Gorian 3
Permanent walzten die Eismassen ächzend voran, getrieben vom kalten Hauch der Frostgötter und purer Magie. Aber Letztere schien vorerst nicht in der Lage zu sein, das Frostreich noch weiter nach Süden vordringen zu lassen.
Hin und wieder war ein Flimmern in der Luft zu sehen. Ein Zeichen dafür, welche Kräfte am Werk waren. Ein Großteil der Frostmagie schien einfach getilgt zu werden, so wie es die Errichter des Banns geplant hatten.
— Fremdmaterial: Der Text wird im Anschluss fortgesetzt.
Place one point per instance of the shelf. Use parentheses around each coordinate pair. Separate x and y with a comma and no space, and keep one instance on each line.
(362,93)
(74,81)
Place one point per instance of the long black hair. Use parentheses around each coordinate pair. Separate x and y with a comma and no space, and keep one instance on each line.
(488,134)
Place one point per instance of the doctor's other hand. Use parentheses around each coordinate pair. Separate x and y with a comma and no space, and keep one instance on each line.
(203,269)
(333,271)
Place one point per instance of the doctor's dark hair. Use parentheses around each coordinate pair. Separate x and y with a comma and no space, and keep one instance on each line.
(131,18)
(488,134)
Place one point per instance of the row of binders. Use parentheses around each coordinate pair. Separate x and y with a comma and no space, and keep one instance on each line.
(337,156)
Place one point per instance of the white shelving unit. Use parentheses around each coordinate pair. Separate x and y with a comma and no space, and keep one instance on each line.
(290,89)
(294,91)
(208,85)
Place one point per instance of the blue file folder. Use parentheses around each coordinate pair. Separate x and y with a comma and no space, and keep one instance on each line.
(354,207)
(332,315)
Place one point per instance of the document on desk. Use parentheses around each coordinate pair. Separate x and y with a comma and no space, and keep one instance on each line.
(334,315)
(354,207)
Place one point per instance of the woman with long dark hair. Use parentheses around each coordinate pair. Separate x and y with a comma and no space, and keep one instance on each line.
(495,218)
Hunderte von Leviathanen mit Abertausenden von begleitenden Wollnashornreitern und noch mehr Truppen in ihren Bäuchen waren bis zum See vorgedrungen. Hier und dort wagten kleinere Verbände von Wollnashornreitern einen Vorstoß nach Süden, aber sie kamen nicht weit. Entweder versperrte ihnen der aufquellende Schmelzwassersee den Weg, oder die noch verbliebenen Landübergänge waren so sumpfig geworden, dass es selbst für die untoten Orxanier und ihre ausgesprochen widerstandsfähigen Reittiere unmöglich war, diese Bereiche zu überqueren. Hinzu kam noch, dass die von Magie aufgepeitschten Frostwinde nicht mit jener Macht über
die Banngrenze hinaus wirkten, die nötig gewesen wäre, um für genug Kälte zu sorgen, damit die Frostkrieger nicht auftauten.
In jenen Gebieten, die das Frostreich bereits erobert hatte, wurden immer wieder Schneemassen von den Eiswinden aufgepeitscht, und Verwehungen schichteten sich viele Klafter hoch an den Steilwänden des Nord-Eldosischen Gebirges auf, fast so, als hätte Morygor den Frostgöttern befohlen, mit ihrem Eisatem am Gipfelplateau eine Schneerampe zu errichten, auf der selbst die Leviathane hätten emporkriechen können.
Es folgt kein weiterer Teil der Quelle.